Get ready for an evening filled with laughs because acclaimed comedian Paula Poundstone
will be coming back to Hartford to perform in the MUSIC for a CHANGE benefit concert series on Saturday, Oct. 2, at 9 p.m. in Lincoln Theater
, located at the University of Hartford, 200 Bloomfield Ave., West Hartford. Tickets are $25.
Appearing on stage with a stool, a microphone and a can of Diet Pepsi, Poundstone is famous for her razor-sharp wit and spontaneity. The Boston Globe
said, "Poundstone improvises with a crowd like a jazz musician...swinging in unexpected directions without a plan, without a net." The paper also noted that, "You know Poundstone's a great comic the way you know any fine performer when you see one-there's a disarming ease in her craft, an immediate sense that she's so quick on her feet you need never worry about the possibility of something going wrong."
Her off-kilter sensibility and impeccable timing made her a perfect fit for NPR's "oddly informative," weekly news quiz program, "Wait Wait...Don't Tell Me," which she joined as a regular panelist seven years ago. Hosted by Peter Segal, the show is broadcast in 50 states and gives Poundstone a chance to match wits with some of today's leading pundits - not to mention interact with some of the people at the forefront of our nation's eyes, such as Supreme Court Justice Stephen Breyer and former White House Press Secretary the late Tony Snow.
Poundstone, who grew up in Sudbury, Mass., became part of the Boston comedy scene in 1979, and then moved to San Francisco where she continued to flourish. By 1990 she'd relocated to Los Angeles and had starred in several comedy specials for HBO, as well as appeared on "Saturday Night Live" when friend and mentor Robin Williams hosted the show. Poundstone's first one-hour HBO special, "Cats, Cops, and Stuff," led to her becoming the first woman to ever receive the Cable ACE for best standup comedy special. She also starred in a self-titled talk show series for HBO (for which she won her second Cable ACE Award for Best Program Interviewer, beating out other, more recognized names in that field.)

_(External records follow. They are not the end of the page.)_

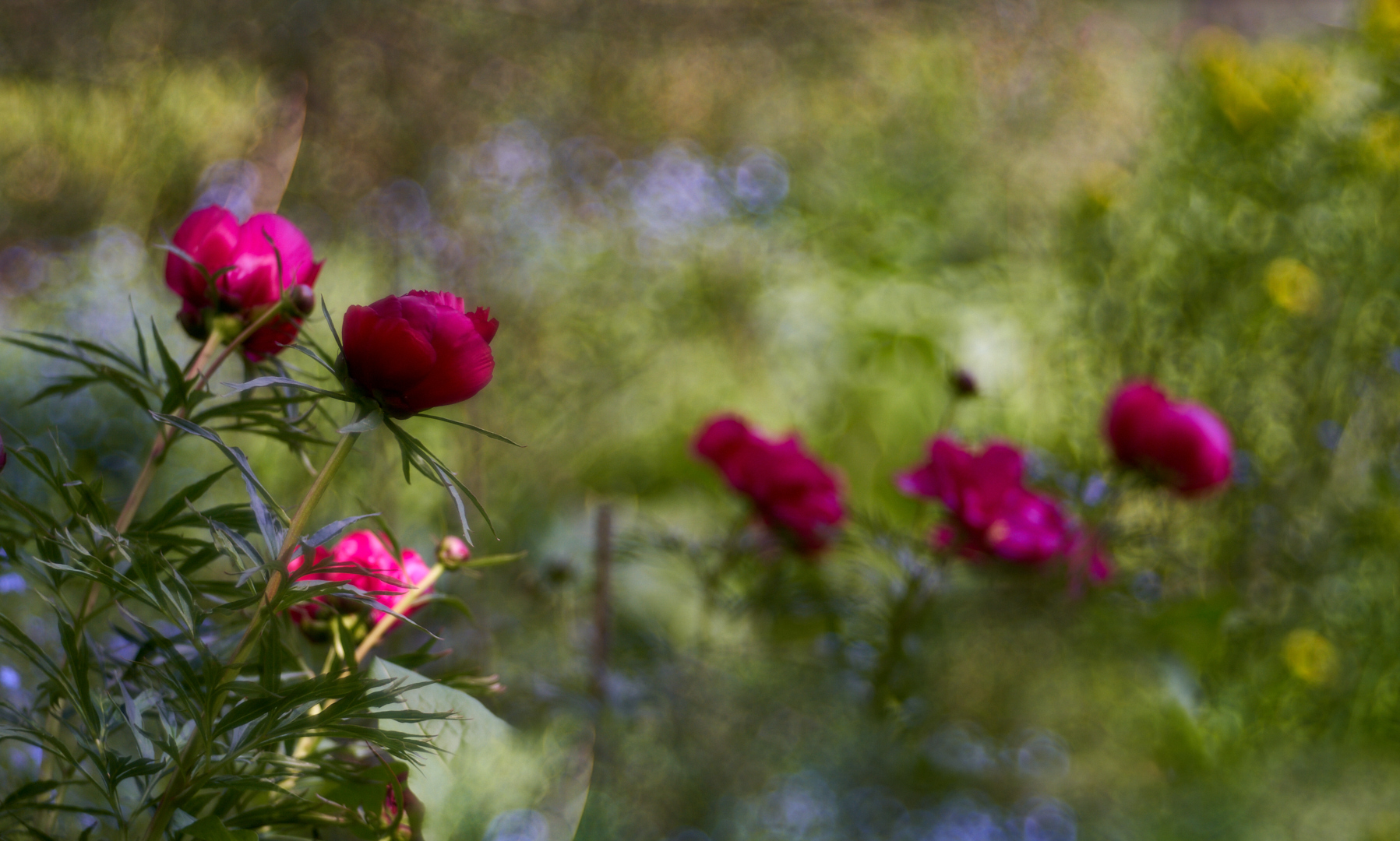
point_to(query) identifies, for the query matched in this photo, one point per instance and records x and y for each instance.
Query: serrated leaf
(479, 430)
(326, 532)
(212, 829)
(175, 385)
(178, 501)
(268, 523)
(231, 452)
(30, 790)
(370, 421)
(269, 381)
(140, 339)
(485, 767)
(316, 356)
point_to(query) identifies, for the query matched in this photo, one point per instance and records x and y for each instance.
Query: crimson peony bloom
(249, 266)
(370, 553)
(993, 512)
(794, 493)
(419, 350)
(1185, 444)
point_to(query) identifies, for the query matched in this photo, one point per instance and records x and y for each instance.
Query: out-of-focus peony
(993, 512)
(794, 493)
(248, 266)
(419, 350)
(356, 560)
(1185, 444)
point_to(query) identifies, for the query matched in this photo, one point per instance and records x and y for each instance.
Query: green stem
(254, 632)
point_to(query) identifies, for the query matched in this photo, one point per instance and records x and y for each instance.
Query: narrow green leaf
(140, 339)
(233, 452)
(365, 424)
(325, 533)
(175, 385)
(186, 494)
(269, 381)
(212, 829)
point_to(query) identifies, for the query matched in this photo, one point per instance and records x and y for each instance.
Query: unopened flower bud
(964, 384)
(193, 324)
(302, 298)
(454, 551)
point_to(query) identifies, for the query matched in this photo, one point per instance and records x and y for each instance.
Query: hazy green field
(811, 214)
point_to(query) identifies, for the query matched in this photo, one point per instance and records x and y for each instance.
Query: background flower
(1185, 444)
(993, 512)
(793, 491)
(370, 554)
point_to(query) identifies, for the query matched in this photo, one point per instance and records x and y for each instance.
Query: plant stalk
(275, 581)
(202, 372)
(404, 603)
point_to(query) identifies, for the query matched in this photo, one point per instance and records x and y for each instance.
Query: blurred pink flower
(993, 512)
(794, 493)
(1183, 444)
(367, 551)
(251, 265)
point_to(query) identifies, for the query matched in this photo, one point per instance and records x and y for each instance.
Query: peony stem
(289, 546)
(404, 603)
(254, 632)
(163, 438)
(143, 480)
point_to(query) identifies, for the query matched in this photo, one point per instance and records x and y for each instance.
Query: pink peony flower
(1185, 444)
(993, 512)
(419, 350)
(367, 551)
(251, 265)
(793, 491)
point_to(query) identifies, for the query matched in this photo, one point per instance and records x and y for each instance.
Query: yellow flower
(1310, 656)
(1254, 86)
(1102, 184)
(1292, 286)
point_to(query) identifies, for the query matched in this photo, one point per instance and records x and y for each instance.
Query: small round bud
(454, 551)
(302, 298)
(193, 324)
(964, 384)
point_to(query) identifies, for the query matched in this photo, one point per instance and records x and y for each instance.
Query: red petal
(384, 353)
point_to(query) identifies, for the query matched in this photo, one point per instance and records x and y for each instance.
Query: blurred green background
(813, 213)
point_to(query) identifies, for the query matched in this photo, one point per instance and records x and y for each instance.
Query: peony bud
(237, 270)
(1183, 444)
(419, 351)
(454, 551)
(993, 512)
(964, 384)
(303, 300)
(795, 494)
(381, 574)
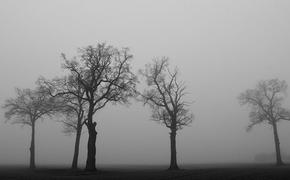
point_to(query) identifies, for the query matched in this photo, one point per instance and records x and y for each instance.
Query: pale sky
(221, 48)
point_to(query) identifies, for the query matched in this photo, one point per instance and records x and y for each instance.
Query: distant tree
(165, 95)
(104, 73)
(266, 106)
(29, 106)
(73, 107)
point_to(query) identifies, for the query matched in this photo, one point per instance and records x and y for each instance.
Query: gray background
(221, 48)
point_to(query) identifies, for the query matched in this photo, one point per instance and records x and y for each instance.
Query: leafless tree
(165, 95)
(29, 106)
(266, 106)
(104, 73)
(73, 107)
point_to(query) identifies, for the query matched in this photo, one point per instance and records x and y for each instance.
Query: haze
(221, 48)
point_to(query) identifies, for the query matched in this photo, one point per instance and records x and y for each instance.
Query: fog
(220, 47)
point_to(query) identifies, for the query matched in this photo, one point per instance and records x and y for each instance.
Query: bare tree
(266, 106)
(73, 107)
(105, 75)
(165, 95)
(27, 108)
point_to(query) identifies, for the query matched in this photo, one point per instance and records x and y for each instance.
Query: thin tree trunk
(279, 161)
(91, 156)
(32, 147)
(173, 159)
(91, 153)
(76, 150)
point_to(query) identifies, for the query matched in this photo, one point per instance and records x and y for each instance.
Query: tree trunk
(32, 147)
(91, 154)
(77, 145)
(279, 161)
(173, 160)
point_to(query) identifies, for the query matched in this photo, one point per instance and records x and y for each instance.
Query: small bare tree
(29, 106)
(266, 106)
(73, 107)
(165, 95)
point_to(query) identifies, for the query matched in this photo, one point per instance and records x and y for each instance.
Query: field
(202, 172)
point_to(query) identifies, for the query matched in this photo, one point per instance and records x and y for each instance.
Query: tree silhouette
(266, 106)
(165, 95)
(105, 75)
(29, 106)
(73, 107)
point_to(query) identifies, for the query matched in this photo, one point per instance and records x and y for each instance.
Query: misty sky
(221, 48)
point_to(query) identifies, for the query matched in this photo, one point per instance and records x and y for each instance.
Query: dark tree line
(99, 75)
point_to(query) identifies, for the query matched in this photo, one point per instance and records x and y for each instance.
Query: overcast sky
(221, 48)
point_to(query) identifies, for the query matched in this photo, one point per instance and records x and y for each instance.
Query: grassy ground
(226, 172)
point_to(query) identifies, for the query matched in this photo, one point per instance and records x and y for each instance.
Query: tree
(27, 108)
(73, 107)
(165, 96)
(104, 73)
(266, 106)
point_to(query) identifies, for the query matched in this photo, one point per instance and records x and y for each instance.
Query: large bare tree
(265, 101)
(165, 95)
(105, 74)
(29, 106)
(73, 107)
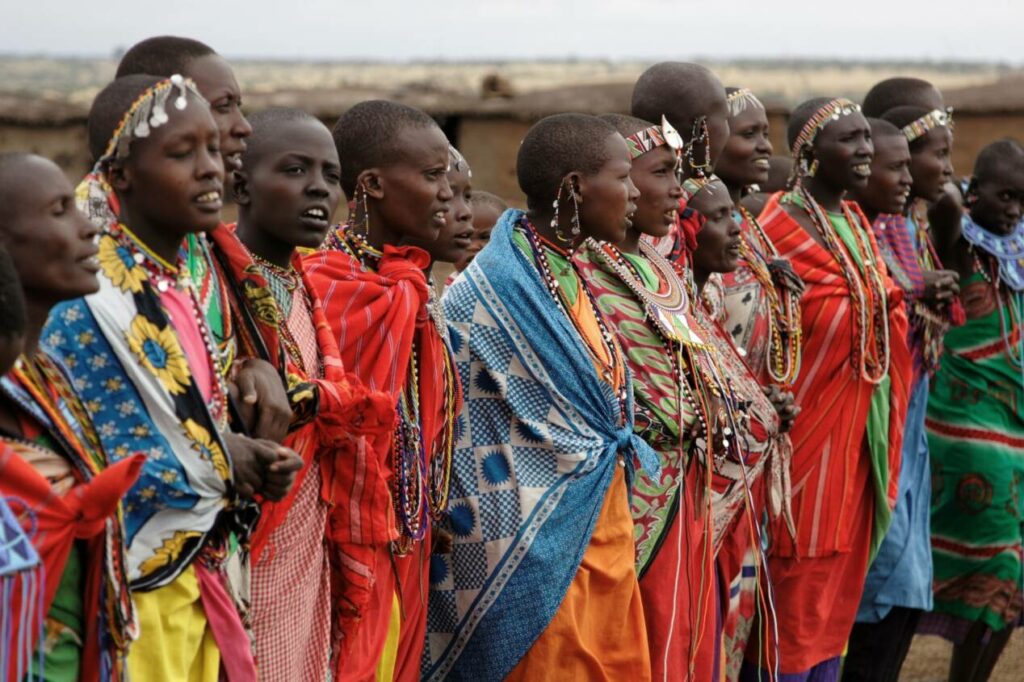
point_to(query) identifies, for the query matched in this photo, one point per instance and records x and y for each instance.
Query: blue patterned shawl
(538, 444)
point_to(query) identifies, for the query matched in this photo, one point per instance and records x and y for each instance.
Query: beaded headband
(934, 119)
(147, 113)
(832, 111)
(644, 140)
(457, 161)
(740, 100)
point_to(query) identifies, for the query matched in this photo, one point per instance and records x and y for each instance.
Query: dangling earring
(364, 228)
(699, 135)
(574, 223)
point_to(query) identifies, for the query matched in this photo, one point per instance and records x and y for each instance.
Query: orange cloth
(598, 632)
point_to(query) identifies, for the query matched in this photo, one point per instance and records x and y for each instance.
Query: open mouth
(316, 214)
(209, 200)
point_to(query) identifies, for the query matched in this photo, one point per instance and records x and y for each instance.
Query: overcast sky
(965, 30)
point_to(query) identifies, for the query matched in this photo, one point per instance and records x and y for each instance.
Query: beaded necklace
(784, 332)
(414, 495)
(614, 369)
(284, 282)
(867, 294)
(165, 276)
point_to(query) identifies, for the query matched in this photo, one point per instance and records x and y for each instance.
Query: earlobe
(370, 183)
(241, 188)
(119, 178)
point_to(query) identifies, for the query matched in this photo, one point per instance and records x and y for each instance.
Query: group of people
(668, 422)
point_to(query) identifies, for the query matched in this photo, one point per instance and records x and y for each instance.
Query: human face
(457, 235)
(608, 197)
(216, 81)
(718, 241)
(49, 240)
(413, 195)
(998, 200)
(292, 192)
(171, 183)
(931, 164)
(654, 176)
(890, 182)
(744, 160)
(718, 129)
(844, 153)
(484, 218)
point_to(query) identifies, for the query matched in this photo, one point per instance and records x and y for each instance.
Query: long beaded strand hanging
(785, 334)
(867, 294)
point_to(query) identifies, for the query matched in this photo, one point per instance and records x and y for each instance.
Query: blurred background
(487, 70)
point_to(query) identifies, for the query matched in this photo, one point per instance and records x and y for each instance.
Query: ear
(119, 176)
(370, 181)
(241, 188)
(574, 182)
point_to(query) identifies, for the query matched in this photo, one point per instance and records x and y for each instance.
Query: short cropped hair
(367, 136)
(162, 55)
(900, 91)
(556, 146)
(111, 105)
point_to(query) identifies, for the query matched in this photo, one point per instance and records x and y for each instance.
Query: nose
(733, 226)
(86, 229)
(444, 192)
(209, 164)
(634, 194)
(240, 126)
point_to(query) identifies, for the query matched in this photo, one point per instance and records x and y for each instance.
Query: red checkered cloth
(291, 592)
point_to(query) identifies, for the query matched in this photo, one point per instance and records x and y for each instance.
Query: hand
(262, 400)
(261, 466)
(940, 287)
(783, 402)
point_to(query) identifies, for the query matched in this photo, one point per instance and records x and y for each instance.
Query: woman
(540, 580)
(390, 332)
(683, 370)
(847, 439)
(54, 475)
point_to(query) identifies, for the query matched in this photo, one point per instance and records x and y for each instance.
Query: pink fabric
(221, 614)
(182, 316)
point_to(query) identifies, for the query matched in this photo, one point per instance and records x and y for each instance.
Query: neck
(631, 244)
(165, 243)
(262, 244)
(700, 278)
(828, 197)
(542, 223)
(36, 314)
(735, 192)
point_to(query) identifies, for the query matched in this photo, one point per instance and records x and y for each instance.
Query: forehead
(421, 145)
(32, 182)
(194, 121)
(891, 147)
(936, 138)
(307, 137)
(213, 76)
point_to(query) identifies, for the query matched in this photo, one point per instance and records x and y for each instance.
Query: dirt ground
(929, 661)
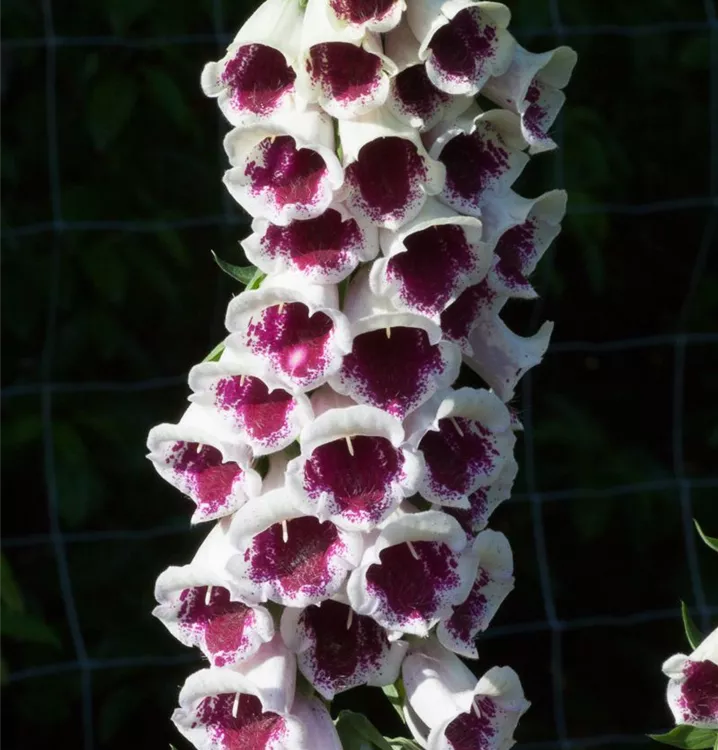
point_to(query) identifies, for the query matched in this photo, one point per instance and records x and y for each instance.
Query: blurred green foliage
(140, 302)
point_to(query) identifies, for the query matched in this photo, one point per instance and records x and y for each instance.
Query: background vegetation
(110, 168)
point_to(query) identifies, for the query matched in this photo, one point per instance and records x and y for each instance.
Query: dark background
(110, 176)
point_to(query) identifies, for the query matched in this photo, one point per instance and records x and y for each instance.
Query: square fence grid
(555, 626)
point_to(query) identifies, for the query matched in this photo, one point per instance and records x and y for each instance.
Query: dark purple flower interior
(456, 453)
(392, 372)
(388, 173)
(302, 563)
(699, 693)
(290, 175)
(417, 94)
(207, 476)
(360, 483)
(345, 71)
(471, 732)
(263, 414)
(224, 623)
(324, 242)
(358, 11)
(460, 48)
(252, 728)
(432, 266)
(460, 317)
(412, 589)
(295, 341)
(342, 655)
(472, 164)
(258, 76)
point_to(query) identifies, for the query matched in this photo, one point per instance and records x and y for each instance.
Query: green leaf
(357, 733)
(110, 104)
(689, 738)
(711, 541)
(692, 633)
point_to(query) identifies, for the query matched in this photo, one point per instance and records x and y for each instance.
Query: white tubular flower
(342, 69)
(252, 404)
(448, 709)
(197, 607)
(464, 43)
(323, 250)
(353, 469)
(465, 437)
(413, 573)
(255, 80)
(300, 335)
(493, 584)
(531, 87)
(214, 474)
(285, 169)
(388, 172)
(520, 248)
(338, 650)
(482, 154)
(693, 685)
(430, 261)
(413, 98)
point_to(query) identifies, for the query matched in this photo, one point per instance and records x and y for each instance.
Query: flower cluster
(347, 483)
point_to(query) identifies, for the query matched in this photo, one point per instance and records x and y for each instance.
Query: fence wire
(533, 497)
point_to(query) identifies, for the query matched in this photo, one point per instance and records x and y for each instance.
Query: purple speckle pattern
(363, 488)
(412, 591)
(397, 373)
(252, 729)
(458, 456)
(340, 657)
(259, 79)
(324, 247)
(432, 268)
(219, 624)
(284, 175)
(386, 181)
(294, 343)
(200, 472)
(699, 692)
(306, 565)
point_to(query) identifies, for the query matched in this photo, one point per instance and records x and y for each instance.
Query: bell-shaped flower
(323, 250)
(354, 469)
(484, 501)
(388, 173)
(255, 80)
(482, 154)
(448, 709)
(342, 69)
(198, 608)
(337, 649)
(531, 87)
(465, 437)
(520, 247)
(430, 261)
(300, 335)
(250, 402)
(413, 573)
(288, 557)
(693, 685)
(463, 42)
(494, 582)
(285, 169)
(413, 99)
(398, 360)
(216, 475)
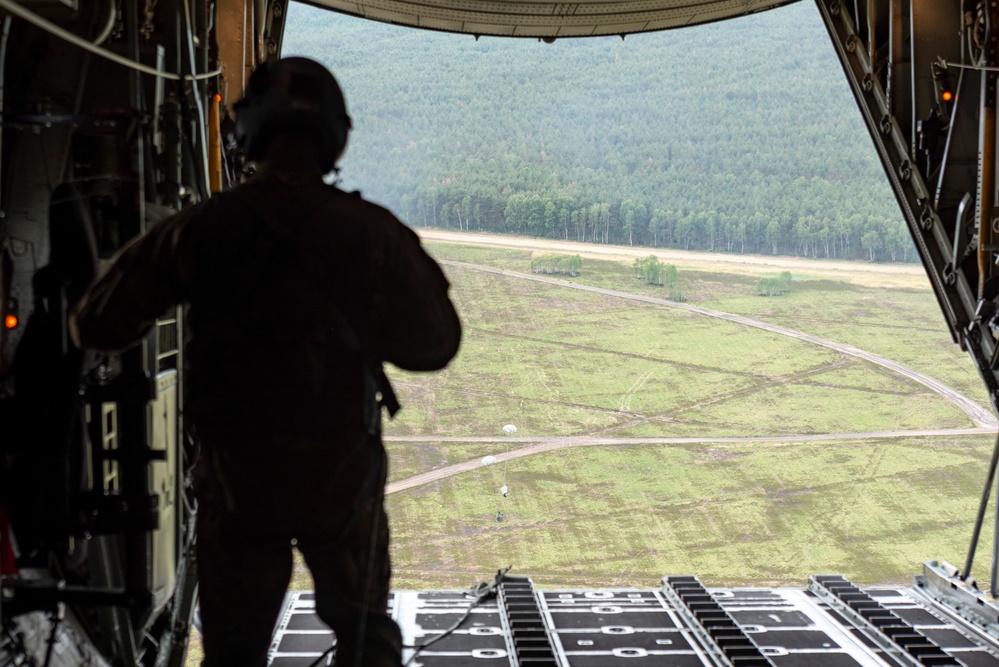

By the mid-1990s, Poundstone had shifted her performances from comedy clubs to performing arts centers and theatres where her interactions with the crowd became the stuff of legend. In 1996, Paula taped her second hour special for HBO, "Paula Poundstone Goes to Harvard," - the first time that university has ever allowed it's name to be used in the title of a television show. Poundstone's first book, There's Nothing In This Book That I Meant To Say
. (Harmony Books, a division of Random House, Hardcover pub: November 2006, with foreword by Mary Tyler Moore), is part memoir, part monologue, This unique laugh-out-loud book features biographies of legendary historical figures including Abraham Lincoln, Joan of Arc and Sitting Bull, among others, from which Poundstone can't help digressing to tell her own..
In 2007 BRAVO premiered Poundstone's latest standup comedy special: "Paula Poundstone: Look What the Cat Dragged In" In 2009 Poundstone released her first comedy CD: I HEART JOKES: Paula Tells Them In Maine
, 60 minutes of the smartest comedy recorded live at the sensational Stone Mountain Arts Center - because as she says, "It's very hard to do it any other way."
The University of Hartford launched the MUSIC for a CHANGE series in the spring of 2000, with the goal of using music as means of helping the Hartford community. To date, more than $150,000 has been raised for a number of Greater Hartford nonprofit organizations.